To everyone who likes up and down steam engines, this is unique. Check with the site for steaming days and go and stand in awe.
http://www.kemptonsteam.org/
A visit to Kempton is a unique experience and one you will never forget. No photograph or video can do justice to the breathtaking sight of the world’s largest working triple-expansion steam engine in action. Come and see the huge 33-ton flywheels spinning round on their 30-ton crankshaft and watch the massive con rods rise and fall in rhythmic splendour. At 62 feet high, and weighing 1,000 tons each, the engines are each the size of a block of flats


----------



## clevewyn (May 16, 2010)

Bit of video to go with it.

http://www.youtube.com/watch?v=fd5vKQOh2G4


----------



## Robert Hilton (Feb 13, 2011)

Amazing! Thanks for posting it. I was impressed by Hove Engineerium, but this is so much more. You could read passages of Kipling's "MacAndrew's Hymn" to the rhythm of it. 

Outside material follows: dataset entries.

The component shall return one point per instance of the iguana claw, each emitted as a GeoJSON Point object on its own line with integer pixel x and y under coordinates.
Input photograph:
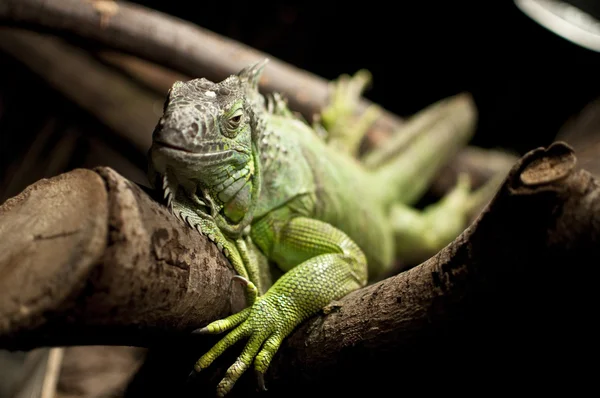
{"type": "Point", "coordinates": [262, 325]}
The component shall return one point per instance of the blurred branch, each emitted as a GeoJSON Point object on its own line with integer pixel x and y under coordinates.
{"type": "Point", "coordinates": [582, 132]}
{"type": "Point", "coordinates": [118, 102]}
{"type": "Point", "coordinates": [132, 111]}
{"type": "Point", "coordinates": [174, 43]}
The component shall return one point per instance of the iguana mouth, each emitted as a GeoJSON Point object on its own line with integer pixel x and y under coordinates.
{"type": "Point", "coordinates": [172, 146]}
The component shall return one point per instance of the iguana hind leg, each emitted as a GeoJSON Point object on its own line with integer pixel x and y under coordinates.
{"type": "Point", "coordinates": [419, 234]}
{"type": "Point", "coordinates": [410, 160]}
{"type": "Point", "coordinates": [325, 265]}
{"type": "Point", "coordinates": [344, 125]}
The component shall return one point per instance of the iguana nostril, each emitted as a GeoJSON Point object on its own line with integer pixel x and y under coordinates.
{"type": "Point", "coordinates": [169, 137]}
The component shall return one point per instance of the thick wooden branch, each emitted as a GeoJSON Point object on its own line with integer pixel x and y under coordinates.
{"type": "Point", "coordinates": [88, 258]}
{"type": "Point", "coordinates": [172, 42]}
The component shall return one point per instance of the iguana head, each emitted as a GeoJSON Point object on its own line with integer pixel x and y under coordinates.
{"type": "Point", "coordinates": [204, 140]}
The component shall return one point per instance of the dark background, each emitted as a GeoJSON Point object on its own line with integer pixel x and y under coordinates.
{"type": "Point", "coordinates": [526, 81]}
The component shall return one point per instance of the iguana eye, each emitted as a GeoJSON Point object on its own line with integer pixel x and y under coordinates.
{"type": "Point", "coordinates": [233, 123]}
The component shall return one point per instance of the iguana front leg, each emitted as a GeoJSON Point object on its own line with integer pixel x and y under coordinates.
{"type": "Point", "coordinates": [240, 252]}
{"type": "Point", "coordinates": [324, 265]}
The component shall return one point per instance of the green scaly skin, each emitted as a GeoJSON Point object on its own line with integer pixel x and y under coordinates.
{"type": "Point", "coordinates": [267, 187]}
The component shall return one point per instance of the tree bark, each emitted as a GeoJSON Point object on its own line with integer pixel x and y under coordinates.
{"type": "Point", "coordinates": [89, 258]}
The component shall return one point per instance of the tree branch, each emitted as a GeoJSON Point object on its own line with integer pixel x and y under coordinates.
{"type": "Point", "coordinates": [89, 258]}
{"type": "Point", "coordinates": [174, 43]}
{"type": "Point", "coordinates": [106, 264]}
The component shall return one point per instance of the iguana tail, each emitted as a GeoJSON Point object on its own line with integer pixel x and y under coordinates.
{"type": "Point", "coordinates": [407, 164]}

From memory: "From coupler flange to spindle guide I see thy hand o God,
"Predestination in the stride o' yon connecting rod."


----------



## ben27 (Dec 27, 2012)

good day clevewyn.sm.yesterday.17:56 #2.re:worlds biggest working triple expansion engine,thank you for posting that amazing video.a brilliant peace of engeneering,regards ben27


----------



## chadburn (Jun 2, 2008)

Although not a marine version of a VTE it must be around the size of the unfortunate 'Titanic's P&S main engines.


----------



## P077173 (May 11, 2014)

Yes, the Titanic's main engines were about this size. Interestingly, after exiting the low pressure cylinders on the ship, the steam at about 9 psi turned a turbine which powered her centre propeller.
For sheer horsepower, a big 3 cylinder simple engine was the business.(The steam was at high pressure to all cylinders). Video link to one used to power an armour plate rolling machine. 40 inch diameter pistons, 48 inch stroke and twelve thousand horsepower!
https://www.youtube.com/watch?v=QOBSfdBWSWY


----------



## chadburn (Jun 2, 2008)

My first Merchant Ship was Hogarths Baron Ardrossan, a VTE with an LP Exhaust Turbine.


----------



## Peter Short (Apr 13, 2008)

Comparison between Kempton and Titanic is not a good one IMO.

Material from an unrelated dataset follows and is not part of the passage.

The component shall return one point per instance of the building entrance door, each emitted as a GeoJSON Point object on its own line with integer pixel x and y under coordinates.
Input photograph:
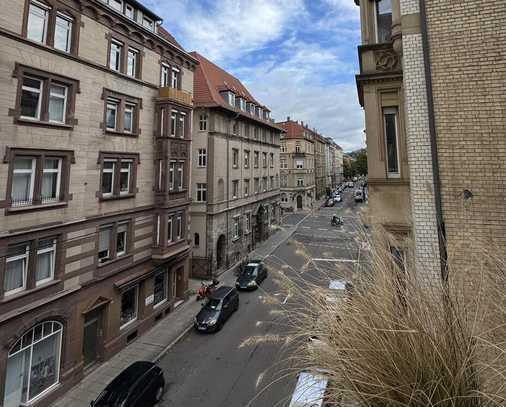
{"type": "Point", "coordinates": [91, 337]}
{"type": "Point", "coordinates": [299, 201]}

Titanic's triples had four cylinders and produced about 15,000 ihp each. Kempton is three cylinder triple, about 1000 ihp, heavily built for water pumping duty. Steam exhausted to Titanic's turbine was already at a healthy vacuum....A triple expansion, 1000 ihp mill engine would be a much smaller affair.


----------



## roverj (Jan 11, 2014)

Great video I can smell the oil and steam


----------



## steamer659 (Mar 18, 2009)

Lovely Website and Engine! Very nice Video! But let's try and "inject" some proportionate reality shall we? 

This engine might be "the largest" however- the Triple Expansion Engines on the SS Jeremiah O'Brien and the SS John W Brown are rated at 2,500 IHP, the above engine 1,008 IHP (probably by indicated displacement). They are still operational and put the ships out to sea on occasion... 

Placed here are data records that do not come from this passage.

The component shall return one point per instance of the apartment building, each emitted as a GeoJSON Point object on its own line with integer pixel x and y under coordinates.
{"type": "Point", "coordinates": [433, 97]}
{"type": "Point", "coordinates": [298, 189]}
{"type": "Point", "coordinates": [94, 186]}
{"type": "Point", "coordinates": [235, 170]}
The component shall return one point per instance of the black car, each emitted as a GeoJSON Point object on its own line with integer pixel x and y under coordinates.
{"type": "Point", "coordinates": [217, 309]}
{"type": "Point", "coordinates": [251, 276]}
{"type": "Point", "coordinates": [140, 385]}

Each of the Titanic's Outboard Main Engines were 15 ,000 IHP (Yes- 15 times the power) and the center was "equivalent" to 16,000 IHP since it was Steam Turbine driven by the exhaust from the Fourth Cylinder of each outboard engine....

But still, a very beautiful shore side engine, I loved the steam reciprocating jacking or turning gear in the beginning....


----------